First Observation: Chasing Trends Versus Being Demand Driven
Imagine that for the past 20 years you have been laboring under the hood of your region’s economy, working with local industries, educators, and other leaders to craft better strategies, develop the workforce, and encourage business in the region. Let’s also say that a lot of the folks you have been working with represent companies and industries that have been around for a long time, and thus are extremely well established and represent large numbers of jobs and earnings for the region.
Now, if you remember, during the ’90s there was this thing called the “dot-com bubble.” Dot-coms grabbed a lot of attention all over the country and were generally accepted as being the next big thing. As a result, many regional developers tried to get into the game, and some failed miserably. When the bubble burst, many were left empty-handed and embarrassed that they had essentially just wasted a lot of the public’s time, energy, and money on something that they frankly didn’t understand or have any real reason (in a regional context) to be pursuing. In addition, local stakeholders (e.g., business leaders) most likely had a hint of “told-you-so” about the whole thing and were a bit irritated that their own business interests were overshadowed by some “Johnny-come-lately.” The pain of that sort of lesson sticks and taught developers to be skeptical of trends that could lead the community down the wrong development path. In more recent times we have seen the mortgage bubble burst, and a lot of people are wary of any sort of fast trend full of great promises.
As a result, many are more willing to take a wait-and-see attitude before they start investing public resources toward something new.
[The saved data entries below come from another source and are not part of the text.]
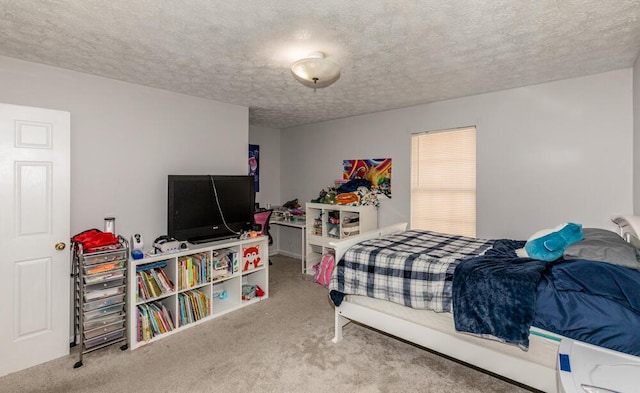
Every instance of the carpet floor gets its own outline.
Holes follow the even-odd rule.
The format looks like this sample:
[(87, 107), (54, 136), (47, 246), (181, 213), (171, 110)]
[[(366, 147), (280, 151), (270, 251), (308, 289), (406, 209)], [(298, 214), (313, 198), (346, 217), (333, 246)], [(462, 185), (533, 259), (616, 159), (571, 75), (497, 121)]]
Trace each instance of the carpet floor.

In some ways, this is where we are with green. So its not all that surprising that green is being met with skepticism by some local planners, who can and should be rigorously dedicated to spending their dollars wisely and only on things that will advance their region’s businesses and people. This dedication seems to come from the fact that:
- The mission statements of things like community colleges, workforce boards, and economic development organizations are essentially to be “demand-driven” and in touch with needs of the local community,
- When you live and work in a specific community, you actually begin to identify with its needs and interests. These needs and interests can and will run strong (think of the Rust Belt or communities that depend on agriculture), and
- Much of the motivation for regional development can be traced back to the needs of local industry. The activities, interests, and employment of local industries directly and indirectly drive much of the employment and earnings in an area (the concept of an economic base). This is where many colleges and workforce boards are focused.
Now, the basic problem with making something like a workforce board invest its resources into an emerging sector or a new policy, such as green, is that there simply isn’t the demand, the number of jobs, or the background to justify the efforts. Workforce boards tend to focus on the thickest part of the pyramid, and as industries grow and start to offer more opportunities, workforce professionals can begin to focus and justify their efforts. This is why WIBs and community colleges typically focus on sectors like manufacturing and health care. There are many companies, a lot of demand, and tons of middle-skilled jobs to be had. In a recent blog post, we explored the top job openings by occupations for three major metros. Across the board, we found that the greatest need was for computer specialists, nurses, accountants, software engineers, sales and marketing managers, and customer service reps—not exactly green jobs. These are areas that workforce professional will tend to focus.
Trends will come and go, and the challenge for the regional developer is to evaluate what makes the most sense for the region. Local planners should therefore understand what sectors “drive” the economy, and they should become familiar with how policies and spending plans might impact those industries. It is also important to determine how current development efforts can be augmented or supported by the green movement. If green policy is going to have a big impact on the economic drivers in the economy, then it’s going to be important to be familiar with “how.” Finally, familiarity with green policy will help local business leaders who might also be confused or concerned about the issue.